Miriam Martin gave a workshop titled What is Marxism.   She focused on the basics of Marxism touching on historical materialism, dialectical materialism and Marxist economics.  This informative talk was followed by an in depth discussion.

Shannon Bundock, Co-Chair of the Mobilization Against War and Occupation in Vancouver, spoke on War and Imperialism.  Her talk focused on the wars in Iraq and Afghanistan and the tasks for the anti-war movement in Canada.  This was followed by a lively discussion covering everything from the developing world situation, to Lenin's explanation of imperialism.

Finally, Mike Palecek led off on the Latin American Revolution.  He spoke on the situations in Venezuela and Bolivia and explained the results of the recent elections in Columbia and Peru.  The discussion lasted long into the night around the campfire.

Miner's Memorial Day and Reds in the Woods were a huge success.  Next year we plan to coordinate with the Courtenay and District Labour Council to include Reds in the Woods in the program for Miner's Memorial Day.  We are confident that this event will grow every year.

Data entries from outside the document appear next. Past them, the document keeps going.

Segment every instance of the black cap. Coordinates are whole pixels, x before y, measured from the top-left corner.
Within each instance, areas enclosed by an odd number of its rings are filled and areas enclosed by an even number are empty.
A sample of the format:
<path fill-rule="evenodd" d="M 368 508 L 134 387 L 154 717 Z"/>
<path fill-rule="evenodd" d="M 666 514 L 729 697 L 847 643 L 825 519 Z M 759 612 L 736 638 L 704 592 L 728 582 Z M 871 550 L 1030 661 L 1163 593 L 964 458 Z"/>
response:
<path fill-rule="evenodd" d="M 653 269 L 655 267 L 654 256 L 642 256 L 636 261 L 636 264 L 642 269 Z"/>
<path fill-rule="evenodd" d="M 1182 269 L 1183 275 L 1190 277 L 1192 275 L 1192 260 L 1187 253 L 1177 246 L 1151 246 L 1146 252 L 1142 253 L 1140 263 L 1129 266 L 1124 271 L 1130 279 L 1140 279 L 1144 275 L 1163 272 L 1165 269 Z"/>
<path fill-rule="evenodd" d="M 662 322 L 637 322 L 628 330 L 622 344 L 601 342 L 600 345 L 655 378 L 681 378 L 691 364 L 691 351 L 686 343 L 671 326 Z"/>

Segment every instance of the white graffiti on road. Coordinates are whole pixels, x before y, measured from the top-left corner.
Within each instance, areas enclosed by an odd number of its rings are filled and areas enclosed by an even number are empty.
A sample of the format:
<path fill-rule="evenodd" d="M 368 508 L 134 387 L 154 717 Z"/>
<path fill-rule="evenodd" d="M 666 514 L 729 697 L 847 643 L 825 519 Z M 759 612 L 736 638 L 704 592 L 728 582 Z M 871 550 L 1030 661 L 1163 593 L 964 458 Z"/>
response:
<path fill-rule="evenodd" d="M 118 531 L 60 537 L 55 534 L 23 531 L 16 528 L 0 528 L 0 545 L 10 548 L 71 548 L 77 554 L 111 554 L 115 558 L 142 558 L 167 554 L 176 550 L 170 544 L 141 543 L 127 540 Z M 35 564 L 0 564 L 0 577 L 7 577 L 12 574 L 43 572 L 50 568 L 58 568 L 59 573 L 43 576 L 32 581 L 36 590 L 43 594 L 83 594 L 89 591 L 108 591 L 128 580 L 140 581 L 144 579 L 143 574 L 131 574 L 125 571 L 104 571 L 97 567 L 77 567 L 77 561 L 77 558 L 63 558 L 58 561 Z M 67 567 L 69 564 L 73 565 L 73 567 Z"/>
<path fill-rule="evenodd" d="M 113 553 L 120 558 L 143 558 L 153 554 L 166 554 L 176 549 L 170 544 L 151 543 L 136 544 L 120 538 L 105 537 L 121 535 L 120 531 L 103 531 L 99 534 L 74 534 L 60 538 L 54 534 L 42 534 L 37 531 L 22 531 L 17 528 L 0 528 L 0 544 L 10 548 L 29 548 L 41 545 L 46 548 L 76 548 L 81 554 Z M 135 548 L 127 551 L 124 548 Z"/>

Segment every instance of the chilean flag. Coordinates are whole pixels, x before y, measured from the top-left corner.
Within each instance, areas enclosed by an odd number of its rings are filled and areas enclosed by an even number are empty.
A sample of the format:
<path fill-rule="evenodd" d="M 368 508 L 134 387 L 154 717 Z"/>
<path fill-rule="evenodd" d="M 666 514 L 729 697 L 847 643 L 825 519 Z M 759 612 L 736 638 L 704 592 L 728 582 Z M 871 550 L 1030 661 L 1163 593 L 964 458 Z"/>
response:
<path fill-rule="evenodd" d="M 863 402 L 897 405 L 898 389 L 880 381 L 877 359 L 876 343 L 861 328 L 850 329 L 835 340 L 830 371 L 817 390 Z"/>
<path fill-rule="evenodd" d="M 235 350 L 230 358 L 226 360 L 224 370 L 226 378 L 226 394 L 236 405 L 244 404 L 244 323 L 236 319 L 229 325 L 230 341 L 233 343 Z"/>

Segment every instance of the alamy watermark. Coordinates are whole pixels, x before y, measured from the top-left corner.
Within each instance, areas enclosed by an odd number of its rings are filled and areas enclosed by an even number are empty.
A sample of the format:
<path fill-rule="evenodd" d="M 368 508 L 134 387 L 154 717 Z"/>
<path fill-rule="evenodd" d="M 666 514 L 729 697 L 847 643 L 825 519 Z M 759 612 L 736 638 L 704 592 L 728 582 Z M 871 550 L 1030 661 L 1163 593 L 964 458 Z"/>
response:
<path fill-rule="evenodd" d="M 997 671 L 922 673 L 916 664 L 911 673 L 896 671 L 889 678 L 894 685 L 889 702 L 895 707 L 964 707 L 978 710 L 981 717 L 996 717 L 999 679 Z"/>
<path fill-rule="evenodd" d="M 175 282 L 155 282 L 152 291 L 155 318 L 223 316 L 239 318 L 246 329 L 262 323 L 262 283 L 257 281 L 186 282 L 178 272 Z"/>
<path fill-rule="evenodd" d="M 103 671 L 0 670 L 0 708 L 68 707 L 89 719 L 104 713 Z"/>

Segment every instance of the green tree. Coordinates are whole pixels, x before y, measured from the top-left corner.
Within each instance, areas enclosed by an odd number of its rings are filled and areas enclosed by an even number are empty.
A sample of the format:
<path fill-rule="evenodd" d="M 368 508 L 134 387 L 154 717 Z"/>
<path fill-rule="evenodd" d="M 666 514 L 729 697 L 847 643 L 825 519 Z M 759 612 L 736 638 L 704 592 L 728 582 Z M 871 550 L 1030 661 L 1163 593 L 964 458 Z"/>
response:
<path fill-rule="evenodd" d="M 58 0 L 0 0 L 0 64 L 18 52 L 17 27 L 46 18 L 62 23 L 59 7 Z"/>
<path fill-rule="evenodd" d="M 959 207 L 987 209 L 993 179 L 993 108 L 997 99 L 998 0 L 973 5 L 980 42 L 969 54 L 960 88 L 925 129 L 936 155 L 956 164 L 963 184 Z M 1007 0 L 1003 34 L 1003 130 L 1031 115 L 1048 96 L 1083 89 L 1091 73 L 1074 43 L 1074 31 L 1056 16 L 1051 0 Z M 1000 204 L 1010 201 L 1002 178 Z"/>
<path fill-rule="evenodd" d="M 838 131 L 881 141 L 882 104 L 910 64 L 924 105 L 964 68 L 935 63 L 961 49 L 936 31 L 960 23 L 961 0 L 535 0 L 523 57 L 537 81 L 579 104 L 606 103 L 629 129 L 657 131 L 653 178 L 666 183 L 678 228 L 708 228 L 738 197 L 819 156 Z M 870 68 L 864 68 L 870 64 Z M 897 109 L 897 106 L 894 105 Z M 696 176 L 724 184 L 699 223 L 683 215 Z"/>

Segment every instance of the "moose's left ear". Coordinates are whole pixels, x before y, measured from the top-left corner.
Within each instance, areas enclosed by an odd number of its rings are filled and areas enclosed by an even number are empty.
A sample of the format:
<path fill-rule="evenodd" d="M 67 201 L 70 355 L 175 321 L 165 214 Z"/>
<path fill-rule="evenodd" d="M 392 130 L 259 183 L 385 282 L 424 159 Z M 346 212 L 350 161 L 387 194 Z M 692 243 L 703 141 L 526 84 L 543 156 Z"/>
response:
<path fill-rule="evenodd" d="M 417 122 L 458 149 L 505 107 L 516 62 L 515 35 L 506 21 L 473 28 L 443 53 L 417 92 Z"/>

Mike Palecek's Speech at Ginger's Grave

Sisters and brothers,

Ginger Goodwin was a trade unionists, an anti-war activist and above all a socialist.  But, there is something else that I think is often overlooked.  Ginger Goodwin was a martyr of one of the greatest fights, one of the greatest victories of the North American working class.  He was a martyr of the fight for the eight hour day.  Ginger Goodwin led the first strike for the eight hour day in Canadian history and he paid for it with his life.

In fact, many people paid for our rights with their lives.  Some died on the picket line, some were hanged in Chicago and some like Ginger Goodwin were hunted down and shot.Miner’s Memorial Day

And now, almost 90 years later all of the rights that Ginger Goodwin, Joe Naylor and their comrades fought for are being taken away.  The eight hour day no longer exists for most workers in this province.  It's time we send a message to Ottawa and Victoria: we fought to get these rights and we'll fight to keep them! (Applause)

Because every time a construction worker is forced to put in a twelve hour day on a job site, it's another bomb in Haymarket Square.  Every time a worker in the fast food industry is forced to take a second or a third job to pay the bills, it's another noose around the necks of the Chicago Martyrs.  And every time a worker is forced to sign one of Gordon Campbell's averaging agreements, it's another bullet in the body of Ginger Goodwin and it's time we responded as such. (Applause)

But while Ginger Godwin and his comrades fought for every reform, for every scrap, for every improvement in working conditions, they did so with the understanding and the explanation that we haven't really won anything until we've overthrown capitalism. (Applause)

And this is the most important thing to remember and the biggest lesson we can take home this weekend.  It's time we achieve Ginger Goodwin's real dream.

Let's take back our eight hour day and let's send this rotten capitalist system into the history books where it belongs!